Take a startup e-commerce company in Beijing as an example. When using visualization dashboards for sales analysis, due to over-reliance on visualization, decision-makers often focused only on the data and charts on the dashboards when making decisions, neglecting the analysis of the reasons and logic behind the data. This left decision-makers without sufficient basis and support when making decisions, thereby delaying the decision chain.

To solve this problem, the company began to strengthen training in data analysis and logical reasoning, to improve decision-makers' data analysis and logical thinking abilities. At the same time, the company also required decision-makers, when using visualization dashboards for sales analysis, not only to focus on the data and charts on the dashboards but also to conduct in-depth analysis and thought on the reasons and logic behind the data, thereby making more accurate and effective decisions.

After a period of training and practice, the decision-makers' data analysis and logical thinking abilities significantly improved, and the problem of over-reliance on visualization was effectively resolved. The decision chain was shortened, and decision-making efficiency significantly improved.

05

V. Dynamic Threshold Balancing Principle

In e-commerce sales analysis, the dynamic threshold balancing principle is a very important method. It helps decision-makers dynamically adjust thresholds based on actual business conditions, thereby more accurately assessing business status and trends.

Take a unicorn e-commerce company in Guangzhou as an example. When using the dynamic threshold balancing principle for sales analysis, the company first determined an initial threshold based on historical data and business experience. Then, based on actual business conditions, the threshold was continuously adjusted to more accurately reflect business changes and trends.

For example, when business experiences abnormal fluctuations, the company promptly adjusts the threshold to make it more sensitive to business changes. At the same time, when business stabilizes, the company appropriately loosens the threshold to more accurately assess the business situation.

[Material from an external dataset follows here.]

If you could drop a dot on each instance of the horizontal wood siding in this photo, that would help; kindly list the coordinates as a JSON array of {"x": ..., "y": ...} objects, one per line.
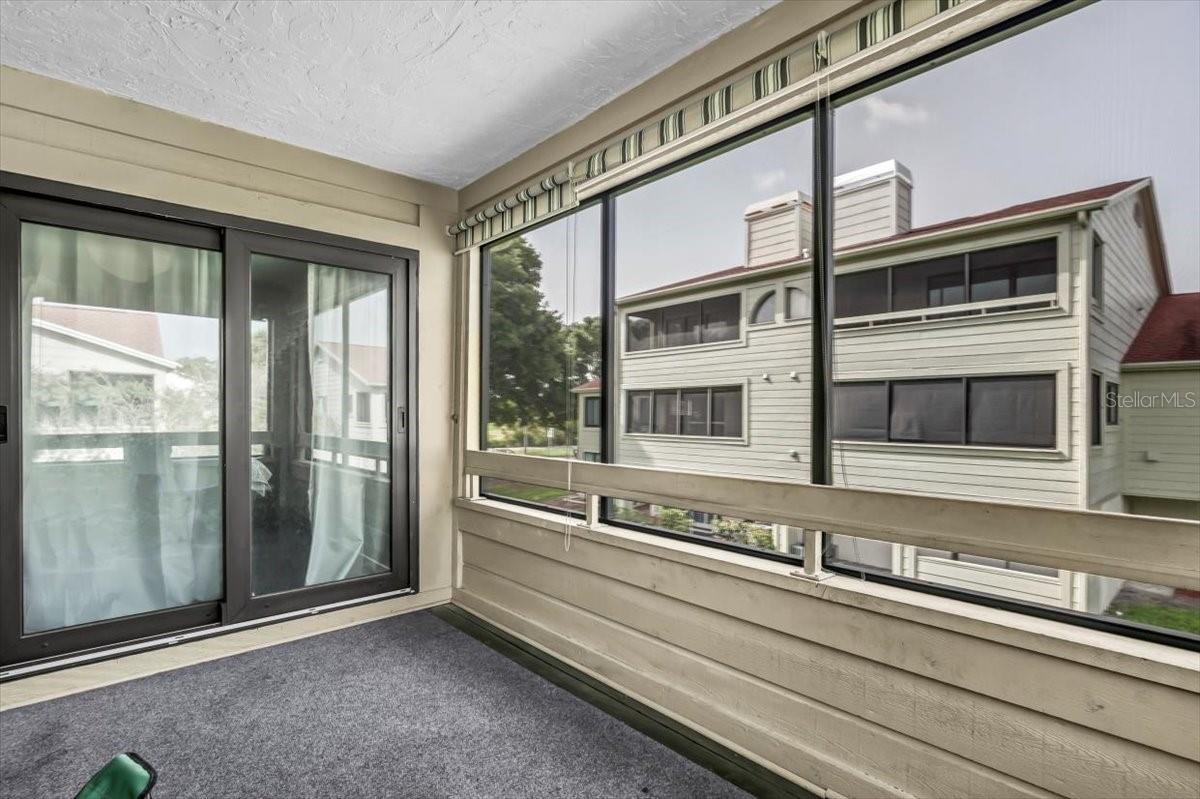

After using the dynamic threshold balancing principle, the company's sales analysis became more accurate and effective, allowing decision-makers to more promptly identify problems and opportunities in the business, thereby making more accurate and effective decisions. At the same time, because the dynamic threshold balancing principle can be dynamically adjusted according to actual business conditions, it can better adapt to business changes and development, providing stronger support for the company's growth.